Quanto al primo profilo sopra menzionato, deve rilevarsi che il ricorrente si limita a denunciare la presenza in atti di due perizie ma non evidenzia ove, rispetto ai dati in esse enunciati, risulta censurabile l’impugnata sentenza che, sulla base di valutazioni in fatto, non ulteriormente censurabili nella presente sede, ha statuito che “se anche per un verso la possibilità di risolvere il contratto ex art. 1578 c.c. non presuppone necessariamente la totale inutilizzabilità o completa impossibilità di godimento del bene locato (dato che la norma prevede entrambi i rimedi a fronte della diminuzione apprezzabile della idoneità all’uso pattuito e visto che, per l’ipotesi di totale inutilizzabilità provvede separatamente la disposizione dell’art. 1579 c.c. …)”; nè lo stesso ricorrente tiene conto del criterio di “minore gravita” adottato dalla Corte di merito.

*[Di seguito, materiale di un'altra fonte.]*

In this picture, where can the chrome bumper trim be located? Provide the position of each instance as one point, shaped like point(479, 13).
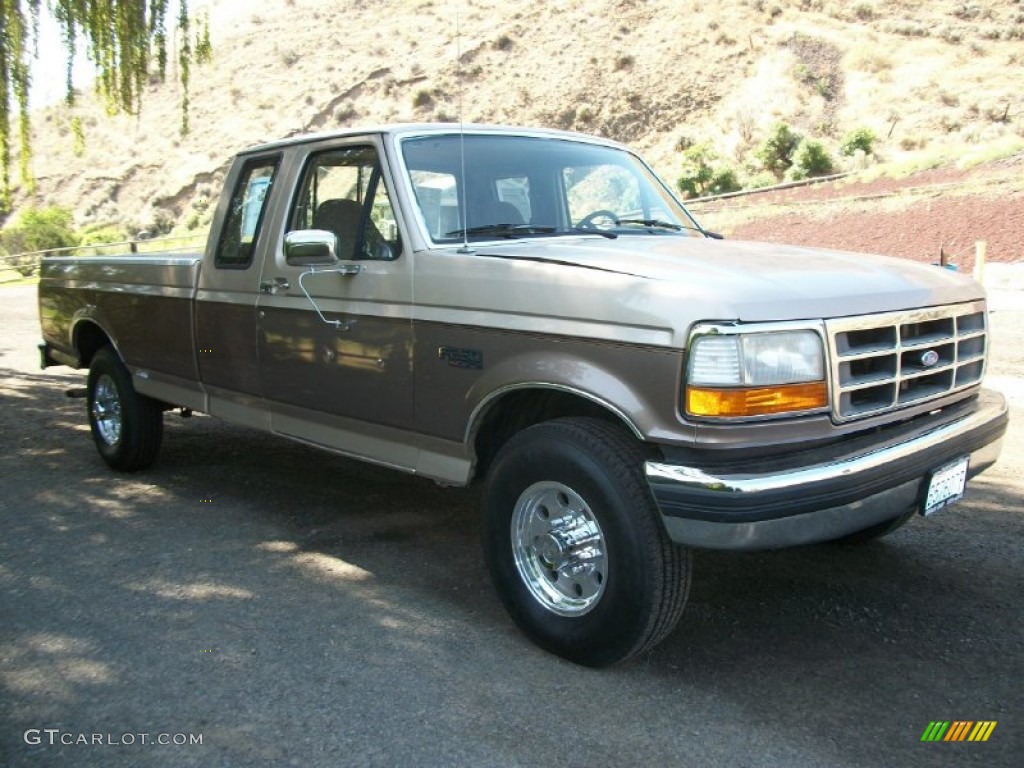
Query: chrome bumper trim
point(733, 499)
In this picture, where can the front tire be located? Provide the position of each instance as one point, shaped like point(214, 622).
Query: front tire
point(127, 427)
point(576, 546)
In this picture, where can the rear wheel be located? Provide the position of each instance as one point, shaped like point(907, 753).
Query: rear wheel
point(576, 546)
point(127, 427)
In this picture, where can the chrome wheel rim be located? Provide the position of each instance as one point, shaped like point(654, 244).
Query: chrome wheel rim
point(107, 410)
point(559, 549)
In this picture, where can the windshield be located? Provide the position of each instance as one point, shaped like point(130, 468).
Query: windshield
point(518, 186)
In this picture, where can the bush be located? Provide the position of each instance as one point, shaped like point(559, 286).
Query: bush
point(40, 229)
point(775, 153)
point(811, 159)
point(859, 138)
point(702, 173)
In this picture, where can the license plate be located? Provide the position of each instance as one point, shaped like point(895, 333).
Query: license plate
point(945, 486)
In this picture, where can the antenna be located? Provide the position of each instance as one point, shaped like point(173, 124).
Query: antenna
point(462, 136)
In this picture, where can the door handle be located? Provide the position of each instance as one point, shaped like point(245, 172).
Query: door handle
point(278, 284)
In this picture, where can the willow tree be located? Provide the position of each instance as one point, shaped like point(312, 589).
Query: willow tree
point(126, 41)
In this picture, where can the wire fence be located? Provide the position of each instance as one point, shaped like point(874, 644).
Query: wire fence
point(26, 265)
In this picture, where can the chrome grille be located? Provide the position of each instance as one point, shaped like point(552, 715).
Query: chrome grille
point(886, 361)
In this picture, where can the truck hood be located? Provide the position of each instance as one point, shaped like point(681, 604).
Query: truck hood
point(754, 282)
point(651, 289)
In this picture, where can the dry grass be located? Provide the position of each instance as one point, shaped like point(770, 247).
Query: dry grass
point(645, 73)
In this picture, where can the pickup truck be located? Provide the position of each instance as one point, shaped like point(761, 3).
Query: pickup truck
point(534, 311)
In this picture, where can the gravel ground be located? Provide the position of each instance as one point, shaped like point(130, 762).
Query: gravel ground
point(293, 608)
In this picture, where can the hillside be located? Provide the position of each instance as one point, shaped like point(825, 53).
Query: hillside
point(924, 76)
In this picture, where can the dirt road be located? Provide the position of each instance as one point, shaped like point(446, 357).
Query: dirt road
point(288, 607)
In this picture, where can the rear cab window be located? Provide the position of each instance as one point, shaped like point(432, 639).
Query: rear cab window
point(242, 226)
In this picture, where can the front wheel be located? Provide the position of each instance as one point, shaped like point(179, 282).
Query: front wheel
point(576, 546)
point(127, 427)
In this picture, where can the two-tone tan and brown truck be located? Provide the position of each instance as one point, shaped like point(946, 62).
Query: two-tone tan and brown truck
point(534, 310)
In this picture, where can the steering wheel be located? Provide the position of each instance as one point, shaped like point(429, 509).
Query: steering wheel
point(590, 220)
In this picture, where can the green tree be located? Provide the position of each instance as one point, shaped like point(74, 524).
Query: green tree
point(810, 159)
point(40, 229)
point(36, 229)
point(704, 174)
point(775, 153)
point(859, 138)
point(123, 38)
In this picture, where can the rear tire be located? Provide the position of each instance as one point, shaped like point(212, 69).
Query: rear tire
point(576, 545)
point(127, 427)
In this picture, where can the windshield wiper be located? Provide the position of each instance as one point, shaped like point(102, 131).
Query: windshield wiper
point(588, 230)
point(502, 230)
point(514, 230)
point(655, 223)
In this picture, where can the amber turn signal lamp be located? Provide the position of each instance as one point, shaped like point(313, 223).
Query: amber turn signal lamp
point(756, 400)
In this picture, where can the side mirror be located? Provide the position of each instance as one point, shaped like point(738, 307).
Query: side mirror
point(311, 248)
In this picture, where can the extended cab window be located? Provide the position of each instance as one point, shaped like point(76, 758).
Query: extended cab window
point(241, 229)
point(343, 192)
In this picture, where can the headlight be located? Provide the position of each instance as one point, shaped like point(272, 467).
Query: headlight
point(756, 374)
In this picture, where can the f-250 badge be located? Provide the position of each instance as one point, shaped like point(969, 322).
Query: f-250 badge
point(460, 357)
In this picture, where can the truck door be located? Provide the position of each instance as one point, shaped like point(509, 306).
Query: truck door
point(225, 302)
point(336, 344)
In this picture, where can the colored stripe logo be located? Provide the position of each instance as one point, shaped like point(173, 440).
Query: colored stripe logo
point(958, 730)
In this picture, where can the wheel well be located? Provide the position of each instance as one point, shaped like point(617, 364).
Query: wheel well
point(89, 339)
point(516, 411)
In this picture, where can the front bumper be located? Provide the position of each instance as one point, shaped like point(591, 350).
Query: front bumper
point(823, 495)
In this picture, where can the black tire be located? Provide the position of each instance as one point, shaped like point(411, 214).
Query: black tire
point(628, 597)
point(127, 427)
point(878, 530)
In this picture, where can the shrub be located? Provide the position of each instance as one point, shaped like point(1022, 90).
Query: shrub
point(702, 173)
point(859, 138)
point(40, 229)
point(775, 154)
point(422, 99)
point(811, 159)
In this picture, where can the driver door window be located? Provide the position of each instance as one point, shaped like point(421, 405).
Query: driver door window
point(343, 193)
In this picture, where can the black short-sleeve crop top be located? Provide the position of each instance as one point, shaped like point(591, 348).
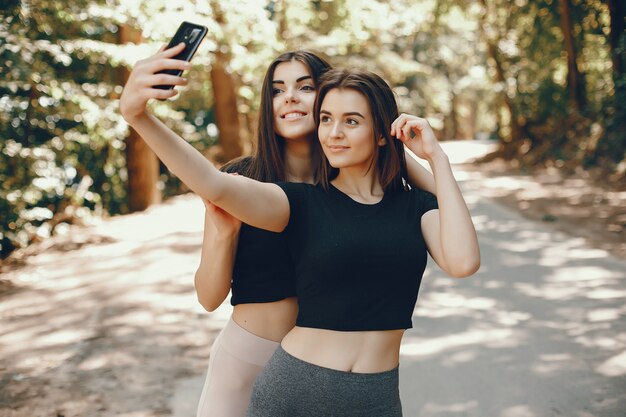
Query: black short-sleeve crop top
point(263, 271)
point(358, 266)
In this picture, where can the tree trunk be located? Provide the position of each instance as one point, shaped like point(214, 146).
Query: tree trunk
point(617, 10)
point(512, 141)
point(225, 100)
point(141, 163)
point(226, 112)
point(574, 76)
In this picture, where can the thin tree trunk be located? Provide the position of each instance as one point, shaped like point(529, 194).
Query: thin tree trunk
point(574, 77)
point(513, 140)
point(617, 10)
point(141, 163)
point(226, 112)
point(225, 100)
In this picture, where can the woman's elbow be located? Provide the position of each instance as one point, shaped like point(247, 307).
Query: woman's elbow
point(465, 269)
point(210, 305)
point(209, 300)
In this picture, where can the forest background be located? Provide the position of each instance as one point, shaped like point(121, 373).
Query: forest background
point(544, 78)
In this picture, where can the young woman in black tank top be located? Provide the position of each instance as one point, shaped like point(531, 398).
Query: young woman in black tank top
point(262, 274)
point(336, 362)
point(263, 282)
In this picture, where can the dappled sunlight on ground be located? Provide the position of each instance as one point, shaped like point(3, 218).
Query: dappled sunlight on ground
point(106, 322)
point(540, 327)
point(118, 322)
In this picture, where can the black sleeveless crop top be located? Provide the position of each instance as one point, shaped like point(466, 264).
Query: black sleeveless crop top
point(263, 271)
point(358, 267)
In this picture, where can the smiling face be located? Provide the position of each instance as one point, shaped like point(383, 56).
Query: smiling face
point(293, 100)
point(346, 129)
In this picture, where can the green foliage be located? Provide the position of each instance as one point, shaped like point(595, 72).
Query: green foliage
point(469, 66)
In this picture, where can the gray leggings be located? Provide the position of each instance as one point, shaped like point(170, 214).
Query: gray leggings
point(290, 387)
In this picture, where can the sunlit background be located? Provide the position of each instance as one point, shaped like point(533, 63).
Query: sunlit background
point(103, 321)
point(543, 78)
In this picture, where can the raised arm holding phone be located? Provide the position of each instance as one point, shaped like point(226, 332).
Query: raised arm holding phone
point(349, 170)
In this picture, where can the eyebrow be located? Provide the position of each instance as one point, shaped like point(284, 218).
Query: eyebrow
point(352, 113)
point(297, 81)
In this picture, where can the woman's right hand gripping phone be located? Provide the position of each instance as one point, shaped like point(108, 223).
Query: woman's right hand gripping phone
point(155, 76)
point(190, 35)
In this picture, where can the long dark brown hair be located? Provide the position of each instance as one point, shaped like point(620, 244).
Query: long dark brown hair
point(268, 160)
point(390, 163)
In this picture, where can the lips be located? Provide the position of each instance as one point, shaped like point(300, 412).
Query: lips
point(337, 148)
point(293, 115)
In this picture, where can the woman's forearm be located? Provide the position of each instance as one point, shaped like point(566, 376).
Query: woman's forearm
point(262, 205)
point(214, 274)
point(459, 243)
point(179, 156)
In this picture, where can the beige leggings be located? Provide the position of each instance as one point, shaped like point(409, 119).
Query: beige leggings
point(237, 358)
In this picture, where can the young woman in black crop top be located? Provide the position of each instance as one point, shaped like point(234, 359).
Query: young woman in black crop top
point(338, 361)
point(263, 285)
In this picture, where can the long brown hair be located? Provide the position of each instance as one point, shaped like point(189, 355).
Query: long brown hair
point(390, 163)
point(268, 160)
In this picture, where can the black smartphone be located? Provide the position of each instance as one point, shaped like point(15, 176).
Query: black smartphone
point(192, 35)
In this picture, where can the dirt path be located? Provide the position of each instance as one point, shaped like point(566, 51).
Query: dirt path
point(104, 321)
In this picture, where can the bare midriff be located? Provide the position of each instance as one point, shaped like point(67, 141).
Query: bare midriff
point(358, 352)
point(270, 321)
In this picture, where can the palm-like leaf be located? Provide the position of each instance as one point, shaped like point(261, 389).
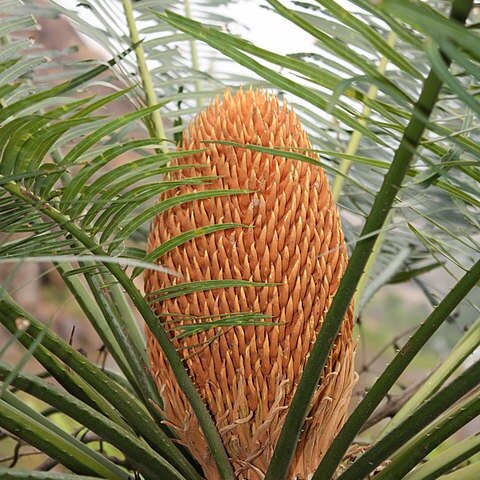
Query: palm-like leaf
point(396, 81)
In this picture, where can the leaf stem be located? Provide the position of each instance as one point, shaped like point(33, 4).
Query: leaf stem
point(383, 203)
point(356, 137)
point(147, 82)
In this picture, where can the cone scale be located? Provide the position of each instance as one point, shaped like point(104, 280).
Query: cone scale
point(247, 375)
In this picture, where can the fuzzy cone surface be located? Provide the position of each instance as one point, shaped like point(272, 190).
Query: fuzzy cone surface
point(247, 374)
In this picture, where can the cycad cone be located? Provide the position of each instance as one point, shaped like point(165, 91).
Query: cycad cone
point(247, 375)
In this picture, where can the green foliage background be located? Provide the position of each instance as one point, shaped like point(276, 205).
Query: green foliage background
point(390, 96)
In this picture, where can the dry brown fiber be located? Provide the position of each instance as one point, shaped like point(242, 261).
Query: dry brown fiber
point(247, 375)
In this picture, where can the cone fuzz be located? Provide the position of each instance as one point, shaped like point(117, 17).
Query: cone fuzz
point(247, 375)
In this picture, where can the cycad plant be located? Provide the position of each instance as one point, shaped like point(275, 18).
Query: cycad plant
point(249, 300)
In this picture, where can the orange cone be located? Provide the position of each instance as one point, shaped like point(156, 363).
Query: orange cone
point(247, 375)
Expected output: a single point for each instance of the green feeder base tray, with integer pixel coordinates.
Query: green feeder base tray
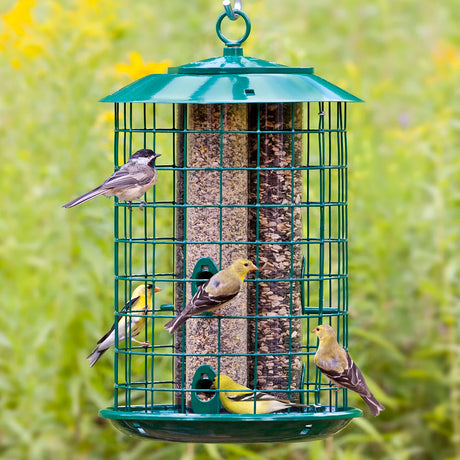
(167, 423)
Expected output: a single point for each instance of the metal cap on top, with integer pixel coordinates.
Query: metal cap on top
(232, 78)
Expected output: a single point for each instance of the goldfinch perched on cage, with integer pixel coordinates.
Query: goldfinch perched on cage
(214, 293)
(140, 302)
(242, 401)
(129, 183)
(336, 364)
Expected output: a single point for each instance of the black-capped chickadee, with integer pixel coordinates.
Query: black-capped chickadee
(129, 183)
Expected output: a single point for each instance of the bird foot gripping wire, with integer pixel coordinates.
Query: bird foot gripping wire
(232, 15)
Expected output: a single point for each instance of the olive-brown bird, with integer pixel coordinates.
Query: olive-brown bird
(336, 364)
(129, 183)
(214, 293)
(141, 301)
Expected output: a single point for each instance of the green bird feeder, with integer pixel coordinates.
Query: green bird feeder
(253, 166)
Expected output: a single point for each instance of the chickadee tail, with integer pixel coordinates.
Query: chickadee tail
(95, 355)
(374, 406)
(175, 323)
(87, 196)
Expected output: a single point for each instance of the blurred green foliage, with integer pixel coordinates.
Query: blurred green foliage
(58, 58)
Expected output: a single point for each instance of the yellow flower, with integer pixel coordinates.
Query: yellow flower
(137, 68)
(19, 17)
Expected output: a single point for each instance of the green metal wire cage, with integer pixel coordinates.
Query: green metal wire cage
(254, 165)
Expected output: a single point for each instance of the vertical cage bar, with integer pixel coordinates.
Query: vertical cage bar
(213, 144)
(277, 252)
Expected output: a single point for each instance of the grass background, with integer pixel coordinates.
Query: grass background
(57, 59)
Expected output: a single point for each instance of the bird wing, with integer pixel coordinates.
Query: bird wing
(124, 309)
(351, 378)
(129, 177)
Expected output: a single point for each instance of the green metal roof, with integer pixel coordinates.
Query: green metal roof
(232, 78)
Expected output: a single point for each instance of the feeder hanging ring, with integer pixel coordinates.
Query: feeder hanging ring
(229, 9)
(227, 41)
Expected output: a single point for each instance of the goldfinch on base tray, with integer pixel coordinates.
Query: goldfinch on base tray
(242, 402)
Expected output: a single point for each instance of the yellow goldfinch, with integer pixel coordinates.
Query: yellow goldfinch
(215, 293)
(336, 364)
(129, 183)
(242, 402)
(140, 302)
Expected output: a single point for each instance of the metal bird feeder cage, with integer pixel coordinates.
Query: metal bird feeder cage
(254, 166)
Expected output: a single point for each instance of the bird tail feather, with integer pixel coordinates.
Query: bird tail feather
(374, 406)
(95, 355)
(175, 323)
(87, 196)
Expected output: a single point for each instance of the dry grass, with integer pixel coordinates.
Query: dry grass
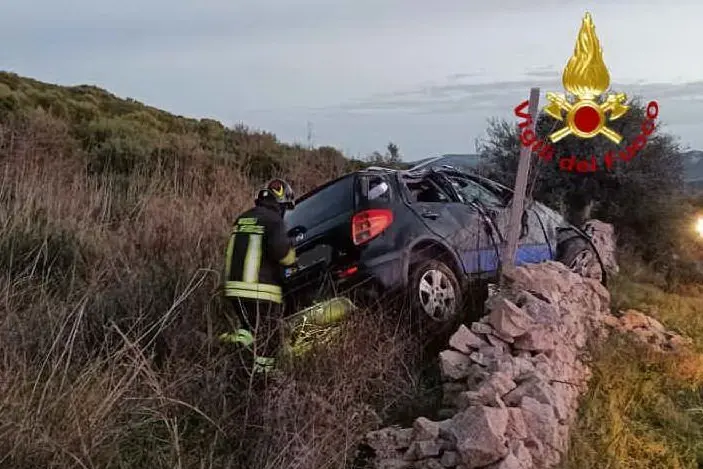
(644, 409)
(108, 316)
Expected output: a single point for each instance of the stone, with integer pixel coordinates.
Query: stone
(498, 343)
(477, 357)
(510, 462)
(454, 365)
(539, 310)
(475, 398)
(428, 464)
(599, 289)
(449, 459)
(481, 328)
(423, 449)
(509, 320)
(425, 429)
(537, 339)
(480, 435)
(612, 321)
(464, 340)
(542, 431)
(388, 440)
(533, 387)
(516, 429)
(393, 464)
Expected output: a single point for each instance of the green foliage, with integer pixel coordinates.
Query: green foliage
(640, 197)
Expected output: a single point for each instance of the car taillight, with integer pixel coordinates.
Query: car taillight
(370, 223)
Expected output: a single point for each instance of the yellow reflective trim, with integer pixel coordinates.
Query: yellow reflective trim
(264, 287)
(228, 257)
(289, 258)
(251, 229)
(252, 261)
(253, 295)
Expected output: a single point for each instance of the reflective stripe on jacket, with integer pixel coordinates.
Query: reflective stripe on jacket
(257, 248)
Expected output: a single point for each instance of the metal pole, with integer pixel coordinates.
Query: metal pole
(518, 202)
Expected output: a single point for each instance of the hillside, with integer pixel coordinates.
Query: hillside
(115, 217)
(121, 136)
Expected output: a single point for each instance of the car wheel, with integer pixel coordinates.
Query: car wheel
(436, 295)
(580, 257)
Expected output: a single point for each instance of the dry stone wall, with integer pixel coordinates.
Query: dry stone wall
(512, 380)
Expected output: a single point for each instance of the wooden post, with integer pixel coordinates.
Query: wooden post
(517, 205)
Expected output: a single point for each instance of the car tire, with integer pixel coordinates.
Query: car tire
(578, 255)
(436, 296)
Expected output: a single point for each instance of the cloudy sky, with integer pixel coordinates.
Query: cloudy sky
(424, 74)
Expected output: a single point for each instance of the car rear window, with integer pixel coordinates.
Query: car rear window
(322, 204)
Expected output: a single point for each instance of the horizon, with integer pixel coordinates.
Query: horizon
(360, 75)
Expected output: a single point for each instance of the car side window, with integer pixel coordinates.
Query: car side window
(425, 190)
(469, 191)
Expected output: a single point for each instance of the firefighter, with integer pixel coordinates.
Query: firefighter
(258, 251)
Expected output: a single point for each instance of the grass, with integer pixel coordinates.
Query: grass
(109, 310)
(644, 409)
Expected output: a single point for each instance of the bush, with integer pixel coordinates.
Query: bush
(641, 198)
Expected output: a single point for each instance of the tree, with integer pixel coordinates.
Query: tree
(391, 158)
(641, 197)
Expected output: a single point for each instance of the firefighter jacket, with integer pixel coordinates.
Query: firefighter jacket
(258, 248)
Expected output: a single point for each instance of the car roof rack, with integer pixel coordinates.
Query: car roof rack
(378, 168)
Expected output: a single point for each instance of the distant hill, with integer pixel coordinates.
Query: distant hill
(693, 164)
(693, 167)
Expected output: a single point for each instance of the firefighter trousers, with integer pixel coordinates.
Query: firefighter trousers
(263, 319)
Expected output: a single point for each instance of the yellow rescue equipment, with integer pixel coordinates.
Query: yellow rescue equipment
(317, 324)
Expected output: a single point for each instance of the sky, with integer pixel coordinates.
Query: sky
(356, 74)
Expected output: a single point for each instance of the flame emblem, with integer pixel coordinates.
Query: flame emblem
(586, 79)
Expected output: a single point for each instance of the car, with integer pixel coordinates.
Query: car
(428, 233)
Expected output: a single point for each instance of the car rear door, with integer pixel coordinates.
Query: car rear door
(533, 243)
(468, 211)
(320, 229)
(444, 215)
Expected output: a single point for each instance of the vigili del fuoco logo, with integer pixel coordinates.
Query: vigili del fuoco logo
(586, 109)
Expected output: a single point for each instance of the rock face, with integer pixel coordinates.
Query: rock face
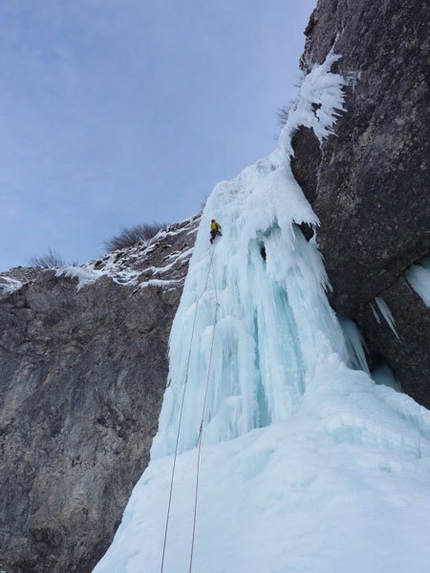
(82, 376)
(369, 185)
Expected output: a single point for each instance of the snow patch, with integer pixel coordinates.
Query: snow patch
(418, 277)
(9, 285)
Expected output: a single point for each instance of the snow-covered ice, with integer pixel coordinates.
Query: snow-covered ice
(419, 278)
(307, 464)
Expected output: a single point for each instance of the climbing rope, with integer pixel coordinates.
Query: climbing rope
(200, 439)
(181, 414)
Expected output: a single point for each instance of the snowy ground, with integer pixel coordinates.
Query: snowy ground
(307, 465)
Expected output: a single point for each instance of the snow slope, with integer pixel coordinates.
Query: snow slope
(304, 464)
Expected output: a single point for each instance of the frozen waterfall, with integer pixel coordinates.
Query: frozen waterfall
(307, 464)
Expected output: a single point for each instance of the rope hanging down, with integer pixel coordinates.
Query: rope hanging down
(200, 439)
(180, 418)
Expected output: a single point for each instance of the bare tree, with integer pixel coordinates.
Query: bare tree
(129, 236)
(51, 260)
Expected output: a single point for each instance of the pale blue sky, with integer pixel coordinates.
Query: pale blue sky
(120, 112)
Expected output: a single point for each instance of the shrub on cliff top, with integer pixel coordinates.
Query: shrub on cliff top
(129, 236)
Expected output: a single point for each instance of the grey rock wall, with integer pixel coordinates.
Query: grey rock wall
(82, 376)
(369, 185)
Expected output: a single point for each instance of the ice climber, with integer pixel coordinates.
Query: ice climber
(215, 230)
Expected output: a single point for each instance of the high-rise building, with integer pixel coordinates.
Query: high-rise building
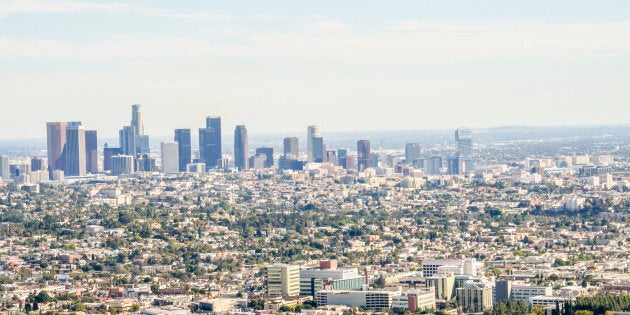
(91, 151)
(311, 133)
(283, 280)
(5, 173)
(433, 165)
(268, 153)
(363, 154)
(75, 150)
(413, 153)
(56, 142)
(136, 119)
(210, 142)
(141, 140)
(291, 148)
(127, 137)
(170, 157)
(37, 164)
(331, 157)
(463, 138)
(241, 148)
(108, 153)
(182, 137)
(341, 154)
(475, 297)
(122, 164)
(318, 150)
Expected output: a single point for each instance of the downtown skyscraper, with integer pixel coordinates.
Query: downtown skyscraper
(241, 148)
(182, 137)
(75, 155)
(363, 154)
(463, 140)
(311, 133)
(210, 142)
(56, 143)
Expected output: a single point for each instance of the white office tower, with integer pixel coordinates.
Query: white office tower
(4, 168)
(311, 132)
(122, 165)
(170, 157)
(470, 267)
(283, 280)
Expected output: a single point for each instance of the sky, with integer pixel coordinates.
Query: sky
(278, 66)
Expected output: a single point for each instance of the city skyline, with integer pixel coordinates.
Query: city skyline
(431, 65)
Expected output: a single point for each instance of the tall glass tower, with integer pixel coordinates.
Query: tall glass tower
(241, 148)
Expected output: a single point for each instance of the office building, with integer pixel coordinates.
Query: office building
(91, 151)
(184, 148)
(141, 140)
(5, 173)
(241, 148)
(331, 157)
(122, 164)
(170, 157)
(524, 292)
(291, 147)
(283, 280)
(136, 119)
(328, 275)
(108, 153)
(311, 133)
(142, 144)
(419, 300)
(442, 284)
(75, 156)
(127, 138)
(433, 165)
(145, 163)
(347, 162)
(318, 150)
(475, 297)
(463, 139)
(268, 153)
(210, 142)
(373, 300)
(37, 164)
(430, 266)
(413, 153)
(257, 161)
(56, 143)
(363, 155)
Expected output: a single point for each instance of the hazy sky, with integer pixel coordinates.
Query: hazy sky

In sintesi: a) la Corte di merito ha ritenuto non adempiuto l’onere probatorio di parte istante;

b) ha comunque ritenuto il vizio non grave in misura tale da determinare la risoluzione del contratto;

c) a fronte di tali argomentazioni, la ricorrente deduce censure non ad esse pertinenti, asserendo anche (soprattutto nella formulazione del quesito di diritto) una violazione dell’art. 32 Cost. ed il diritto alla salute che appare come questione nuova e quindi inammissibile.

Le spese seguono la soccombenza e si liquidano come in dispositivo.

P.Q.M.

La Corte rigetta il ricorso e condanna la ricorrente al pagamento delle spese della presente fase che liquida in complessivi Euro 3.200,00 (di cui Euro 200,00 per esborsi), oltre spese generali ed accessorie come per legge.

Così deciso in Roma, il 9 novembre 2011.